For idco format variables, we can still compute elasticities, but only without the altid argument, as it does not make sense to try to have an elasticity with respect to something like “income when choosing to drive”.

m.analyze_elasticity("hhinc")
Model Elasticity
  hhinc
alt_name  
DA 0.043
SR2 -0.058
SR3+ 0.096
Transit -0.136
Bike -0.510
Walk -0.284

Elasticities can also be computed by segments of choosers, in a manner mirroring the segmentation available from the analyze_predictions_co method. By adding the q argument to break the data into quantiles, (and optionally the n to set the number of quantiles), we can see elasticity by various segments. For example, here we can see the price elasticity of demand for transit is (slightly) increasing as income increases.

m.analyze_elasticity("totcost", altid=4, q="hhinc", n=3)
/opt/hostedtoolcache/Python/3.10.19/x64/lib/python3.10/site-packages/larch/model/numbamodel.py:3393: FutureWarning: The default of observed=False is deprecated and will be changed to True in a future version of pandas. Pass observed=False to retain current behavior or observed=True to adopt the future default and silence this warning.
  (pr_change.groupby(slicer).sum() / pr_avg.groupby(slicer).sum())
Model Elasticity by hhinc
    totcost[Transit]
hhinc alt_name  
(2.999, 42.5] DA 0.034
SR2 0.081
SR3+ 0.112
Transit -0.362
Bike 0.081
Walk 0.091
(42.5, 67.5] DA 0.032
SR2 0.075
SR3+ 0.122
Transit -0.412
Bike 0.092
Walk 0.065
(67.5, 145.0] DA 0.030
SR2 0.072
SR3+ 0.125
Transit -0.425
Bike 0.070
Walk 0.063

Full Probability Array#

In addition to the pre-packaged analysis above, Larch makes available the full probability array (among other internals), so that advanced users can slice and analyze the results in arbitrarily complex ways.

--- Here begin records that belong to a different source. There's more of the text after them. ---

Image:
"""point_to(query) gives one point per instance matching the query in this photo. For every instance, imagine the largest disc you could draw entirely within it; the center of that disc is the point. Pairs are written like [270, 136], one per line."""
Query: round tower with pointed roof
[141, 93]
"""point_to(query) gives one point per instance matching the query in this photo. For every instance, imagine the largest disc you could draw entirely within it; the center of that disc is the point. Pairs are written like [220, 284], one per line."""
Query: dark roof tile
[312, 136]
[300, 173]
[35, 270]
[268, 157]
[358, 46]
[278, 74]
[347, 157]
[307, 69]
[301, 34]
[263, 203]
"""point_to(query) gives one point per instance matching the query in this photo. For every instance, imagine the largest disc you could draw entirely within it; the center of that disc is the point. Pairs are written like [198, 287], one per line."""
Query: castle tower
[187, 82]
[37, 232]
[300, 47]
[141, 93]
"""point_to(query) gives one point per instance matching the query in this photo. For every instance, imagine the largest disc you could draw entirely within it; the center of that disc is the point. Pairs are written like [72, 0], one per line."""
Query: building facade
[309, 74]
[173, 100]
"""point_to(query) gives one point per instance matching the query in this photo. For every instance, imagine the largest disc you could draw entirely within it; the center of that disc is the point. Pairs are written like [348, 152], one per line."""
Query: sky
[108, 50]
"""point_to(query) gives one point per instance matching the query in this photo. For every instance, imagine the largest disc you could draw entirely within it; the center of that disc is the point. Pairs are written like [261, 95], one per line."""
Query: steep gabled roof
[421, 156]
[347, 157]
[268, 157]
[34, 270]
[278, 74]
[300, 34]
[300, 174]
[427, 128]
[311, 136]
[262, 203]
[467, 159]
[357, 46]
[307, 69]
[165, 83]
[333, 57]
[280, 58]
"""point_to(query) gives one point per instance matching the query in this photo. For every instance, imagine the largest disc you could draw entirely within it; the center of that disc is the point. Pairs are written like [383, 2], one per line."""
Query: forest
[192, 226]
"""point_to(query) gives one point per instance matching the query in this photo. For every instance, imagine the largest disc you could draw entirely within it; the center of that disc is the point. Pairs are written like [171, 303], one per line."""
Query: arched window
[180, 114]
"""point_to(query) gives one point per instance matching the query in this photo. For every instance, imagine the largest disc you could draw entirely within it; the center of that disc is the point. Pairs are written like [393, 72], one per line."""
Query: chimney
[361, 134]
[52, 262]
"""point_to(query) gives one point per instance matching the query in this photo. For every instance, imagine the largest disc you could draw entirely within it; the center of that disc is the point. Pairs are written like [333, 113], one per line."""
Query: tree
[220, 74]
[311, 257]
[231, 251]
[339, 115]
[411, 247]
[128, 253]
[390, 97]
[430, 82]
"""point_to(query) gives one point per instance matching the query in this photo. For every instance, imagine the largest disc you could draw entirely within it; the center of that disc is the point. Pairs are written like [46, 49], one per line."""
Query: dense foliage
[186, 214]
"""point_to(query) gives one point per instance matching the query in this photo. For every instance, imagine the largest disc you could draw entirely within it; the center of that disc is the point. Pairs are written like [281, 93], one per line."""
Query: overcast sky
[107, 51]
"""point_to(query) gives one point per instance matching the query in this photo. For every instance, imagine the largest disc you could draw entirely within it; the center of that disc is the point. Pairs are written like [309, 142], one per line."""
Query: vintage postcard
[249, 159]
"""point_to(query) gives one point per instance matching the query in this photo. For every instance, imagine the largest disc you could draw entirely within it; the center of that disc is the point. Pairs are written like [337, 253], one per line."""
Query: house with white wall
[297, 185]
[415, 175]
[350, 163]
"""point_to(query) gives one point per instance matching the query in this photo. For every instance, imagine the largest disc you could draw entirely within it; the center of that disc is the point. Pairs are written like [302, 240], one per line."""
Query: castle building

m.probability(return_format="dataframe")
altid 1 2 3 4 5 6
caseid
1 0.817453 0.077713 0.017906 0.071428 0.015500 0.000000
2 0.336948 0.074346 0.052077 0.498066 0.038563 0.000000
3 0.823137 0.077032 0.015894 0.083936 0.000000 0.000000
4 0.340374 0.073518 0.058211 0.527897 0.000000 0.000000
5 0.000000 0.448104 0.114345 0.343653 0.093897 0.000000
... ... ... ... ... ... ...
5025 0.847974 0.120204 0.031822 0.000000 0.000000 0.000000
5026 0.791097 0.071897 0.015698 0.121309 0.000000 0.000000
5027 0.885339 0.092190 0.022471 0.000000 0.000000 0.000000
5028 0.710696 0.062881 0.014049 0.157473 0.000000 0.054901
5029 0.581632 0.047285 0.010365 0.120865 0.031087 0.208766

5029 rows × 6 columns

In conjunction with manipulations of the data and model parameters, users can evaluate nearly any type of elasticity, reponse function, or summary statistic.